Commodities: Lean hog futures snap higher as investors sift through trade news
Commodity prices were little changed going into the weekend as investors sifted carefully through the latest news around the US-China trade war, amid speculation that if the US administration was facing the next presidential elections, then Beijing was under pressure from higher food prices, especially for pork.
On Friday morning, Chinese state news agency Xinhua reported that Beijing will exempt some US agricultural goods, including pork and soybeans, from additional tariffs, stoking buying pressure in the commodities, but by the afternoon those gains had largely evaporated.

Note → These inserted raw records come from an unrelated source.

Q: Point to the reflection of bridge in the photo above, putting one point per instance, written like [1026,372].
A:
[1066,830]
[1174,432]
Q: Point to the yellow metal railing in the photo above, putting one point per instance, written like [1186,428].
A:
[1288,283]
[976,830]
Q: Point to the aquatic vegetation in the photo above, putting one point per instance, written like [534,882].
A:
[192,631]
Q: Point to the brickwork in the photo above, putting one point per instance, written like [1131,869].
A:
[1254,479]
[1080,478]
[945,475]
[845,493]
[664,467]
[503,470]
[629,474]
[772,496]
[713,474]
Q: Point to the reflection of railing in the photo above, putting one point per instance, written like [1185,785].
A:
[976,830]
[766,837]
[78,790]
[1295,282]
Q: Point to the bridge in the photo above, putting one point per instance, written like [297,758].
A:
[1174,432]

As of 1802 BST, the Bloomberg commodity index was up by 0.06% to 78.61, having earlier reached 78.98, while the US dollar index was drifting lower by 0.07% to 98.2390, albeit well off its intra-day lows at around 97.9980.
Overnight, Reuters had reported that China had purchased over 600,000 tonnes of US soybeans, in an apparent good-will gesture.
And the US President confirmed that a 'mini-deal' with China was possible - but not necessarily likely.
"A lot of people are talking about, and I see a lot of analysts are saying: an interim deal, meaning we'll do pieces of it, the easy ones first," Trump said late on Thursday.
"But there's no easy or hard. There's a deal or there's not a deal. But it's something we would consider."
Copper futures did manage to put in solid gains nevertheless, with three-month LME futures rising from $5,848 per metric tonne at the open to $5,974.5 by the end of trading.
And hog prices were soaring, with December lean hog futures on the CME surging by 7.01% to $0.6870 a pound, although they remained far beneath their 52-week highs at 99.83 and soybean futures were only marginally higher.
On the flip side, December-dated gold futures on COMEX gave back 0.50% to $1,499.90/oz., alongside a 3.08% drop in similarly-dated silver futures.
Energy futures meanwhile were a bit soft after analysts at Barclays Research cut their 2019 and 2020 oil demand growth forecasts by 200,000 barrels a day to 800,000 b/d and 1.3m b/d, respectively.
"However, the market is likely overestimating US shale growth at current price levels despite IOC’s ramping up activity in the Permian region, as the smaller operators, which contribute roughly 40% to the total US output are finding it difficult to grow in the current price environment."